NORFOLK, Va. — Norfolk Southern Corporation today marked the 25th anniversary of its formation, thanking the customers, shareholders, employees and communities that the railroad serves.
“Any success we claim is a result of their support and willingness to be true partners,” said Chief Executive Officer Wick Moorman. “No company serves a better group of stakeholders.”
Norfolk Southern was formed June 1, 1982, from the consolidation of two of the country’s most successful railroads, Southern Railway and Norfolk and Western Railway, which traced their beginnings respectively to 1827 and 1836 and the earliest days of railroading in North America.
A top news publication called the transaction “a model of its kind,” and another went so far as to say, “It is a marriage that, if not made in heaven, must have been conceived on some high and favored cloud.”
The next 25 years would see continuous improvement in NS’ safety, service, finances and technology. At least four achievements can be identified as watersheds.
The first occurred in 1989, when NS earned its first E.H. Harriman Memorial gold medal award for employee safety. NS employees have earned the top award every year since then — an unprecedented 18 consecutive times — creating one of the safest workplaces in the world and raising the bar for safety at transportation companies everywhere.
The second occurred June 1, 1999, when NS closed on its transaction to integrate into its system a large portion of the routes and assets of Conrail, expanding NS’ service territory into northeastern markets and ensuring balanced rail competition in the East.
A third key achievement is associated with the railroad’s traffic base. Over the last 25 years, NS has met the growing need for fast, reliable transportation of international and domestic containers, successfully putting intermodal traffic on par with coal and merchandise traffic as the major components of its traffic base.
The fourth major development is unfolding. Recognizing that rail is an environmentally sound part of the solution to the U.S. infrastructure crisis, NS is leading the industry in developing public-private partnerships to increase the rail capacity available to move the nation’s goods. One such project is the Heartland Corridor, where NS has joined with government and other stakeholders to upgrade a key rail route between the Atlantic Coast and the Midwest.
Statistically, the NS of 2007 is markedly different from that of 1982. Today’s Norfolk Southern operates some 1,800 trains a day and serves more than 6,400 active customer locations. The 1982 NS operated an average 1,066 trains a day.
In 2006, Norfolk Southern handled 7.9 million rail shipments of raw materials, intermediate goods and finished products, and earned $9.4 billion in revenues. In 1983, NS handled 3.6 million rail shipments and earned $3.1 billion in revenues.
Moorman said the numbers tell only a small part of the story, as he congratulated Norfolk Southern officers and employees, past and present, for their achievements.

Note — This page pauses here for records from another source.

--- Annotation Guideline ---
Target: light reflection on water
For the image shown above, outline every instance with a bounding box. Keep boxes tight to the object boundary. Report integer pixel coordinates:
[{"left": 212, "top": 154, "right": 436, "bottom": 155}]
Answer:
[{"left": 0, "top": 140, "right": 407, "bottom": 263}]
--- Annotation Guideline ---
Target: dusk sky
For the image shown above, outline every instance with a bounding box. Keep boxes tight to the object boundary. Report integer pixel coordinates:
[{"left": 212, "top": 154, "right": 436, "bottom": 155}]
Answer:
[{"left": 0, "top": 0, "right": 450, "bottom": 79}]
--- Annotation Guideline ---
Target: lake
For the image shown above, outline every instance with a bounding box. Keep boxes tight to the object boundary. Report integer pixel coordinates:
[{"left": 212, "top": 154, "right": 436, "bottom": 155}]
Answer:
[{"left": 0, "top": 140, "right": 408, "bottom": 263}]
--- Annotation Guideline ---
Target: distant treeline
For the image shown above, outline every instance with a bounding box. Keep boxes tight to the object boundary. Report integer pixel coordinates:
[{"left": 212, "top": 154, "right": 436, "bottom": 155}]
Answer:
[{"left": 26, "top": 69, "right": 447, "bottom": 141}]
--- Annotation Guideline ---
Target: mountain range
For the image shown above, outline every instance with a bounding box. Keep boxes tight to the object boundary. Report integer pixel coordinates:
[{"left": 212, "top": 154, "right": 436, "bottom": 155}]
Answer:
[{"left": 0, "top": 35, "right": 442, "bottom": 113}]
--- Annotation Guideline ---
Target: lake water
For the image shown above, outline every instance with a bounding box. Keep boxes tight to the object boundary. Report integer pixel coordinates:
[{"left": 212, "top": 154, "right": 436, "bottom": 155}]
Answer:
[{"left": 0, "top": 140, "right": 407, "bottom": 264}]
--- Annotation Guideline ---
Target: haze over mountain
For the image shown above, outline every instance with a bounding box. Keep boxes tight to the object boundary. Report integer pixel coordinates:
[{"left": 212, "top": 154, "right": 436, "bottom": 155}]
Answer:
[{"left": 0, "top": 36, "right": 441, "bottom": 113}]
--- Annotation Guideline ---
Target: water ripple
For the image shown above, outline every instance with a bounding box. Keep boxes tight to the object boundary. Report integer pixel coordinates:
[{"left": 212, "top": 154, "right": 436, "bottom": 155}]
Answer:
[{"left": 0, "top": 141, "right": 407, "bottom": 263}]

“Generations of Norfolk Southern railroaders have demonstrated their resilience and character through challenging conditions, time and again. They are the best in the railroad industry, and in fact I’d put them up against the employees of any industry,” he said.
“It is Norfolk Southern’s good fortune to have been led by visionary railroaders such as Bob Claytor, Arnold McKinnon and David Goode,” Moorman added. “They guided the company through the earliest days of deregulation, the growth of true rail competition and marketing, the rise of computerized operations, complicated merger transactions and the evolution of the railroad into a vital link in the global logistics chain.”